Tilburg forest, Netherlands
Lovers of programmed sound congregated in the woodlands of Tilburg for 12 hours and six stages, each full to the brim with Motor City Drum Ensemble, Nina Kraviz, The Black Madonna and Marcel Dettmann.
The Parking Lot Stage at Draaimolen – the word means ‘carousel’ – was a square of concrete, hugged by towering forest, with a gigantic oblong LED screen, reminiscent of Kubrick’s 2001: A Space Odyssey, for its centrepiece. At 2pm, the space was relatively vacant, highlighting the amount of room that’d be available to the tech-heads who’d later flock here. Berlin local Somewhen warmed the space up with thumping rhythms – the natural acoustics were excellent – clearly not letting the relatively early slot dictate how heavy he should go.
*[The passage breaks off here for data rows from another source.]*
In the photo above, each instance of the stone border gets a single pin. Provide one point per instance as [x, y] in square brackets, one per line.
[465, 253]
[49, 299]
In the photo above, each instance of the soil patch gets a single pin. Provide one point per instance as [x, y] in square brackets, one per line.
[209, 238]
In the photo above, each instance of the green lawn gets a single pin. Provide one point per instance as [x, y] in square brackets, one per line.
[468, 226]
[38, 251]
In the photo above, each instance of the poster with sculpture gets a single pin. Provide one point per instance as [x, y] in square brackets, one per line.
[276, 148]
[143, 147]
The most popular stage was easily Strange Love. Curated by national hero Job Jobse, this lush 360-degree wonderland was a sight to behold. Nestled amongst the flora, the cylindrical booth created a surreal feeling on first arrival. In the early afternoon, Amsterdam whizz Job Sifre coated the spot fires of conversation with calm balearic tones. Fast-forward an hour or so and the place turned to bedlam with Job Jobse at the helm. The crowd had quickly quadrupled, and shards of sunlight pierced the canopy as he dropped X-Marks the Pedwalk’s 1994 tune Mirthless Knick Knack to raucous cheers. Later, we were blessed with a surprise back-to-back between Ben UFO and Nina Kraviz, a pairing which had never before taken place.
On the other side of town was a cosy alcove draped by a yellow sail. The space had an amphitheatre feel, with a section of the sphere filled by a raised seating area, but when Joe Ellis, trading tracks with Leif, placed the needle on DJ OK’s Private Message, standing felt much more appropriate.
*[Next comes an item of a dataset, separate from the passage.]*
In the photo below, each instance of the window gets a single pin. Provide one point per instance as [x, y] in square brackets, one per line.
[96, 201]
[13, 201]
At about 4pm, the timber floor of the Main Stage was half full with Berlin’s Perel delivering arpeggiated rhythms. Call Super followed, and didn’t disappoint, gliding through a delicious cocktail of chugging house and at times tribal rhythms. His own reaction to playing Deep Dish’s The Future of the Future (Stay Gold) was priceless.
After catching Heleen Blanken’s dark visual and techno combinations at The Chapel, we settled in for Motor City Drum Ensemble at the Main Stage, just in time for dusky magic hour. Here, the veteran DJ played a flurry of jubilant records, perhaps none better than Roy Davis Jr’s edit of Étienne de Crécy’s Prix Choc. It fell to Ben UFO to close things out at Free Rotation, taking the gathered crowd through DnB and breakbeat signing out with Melodies of Love by Pink Rhythm. Draaimolen was, as its name suggests, a colourful and wild ride.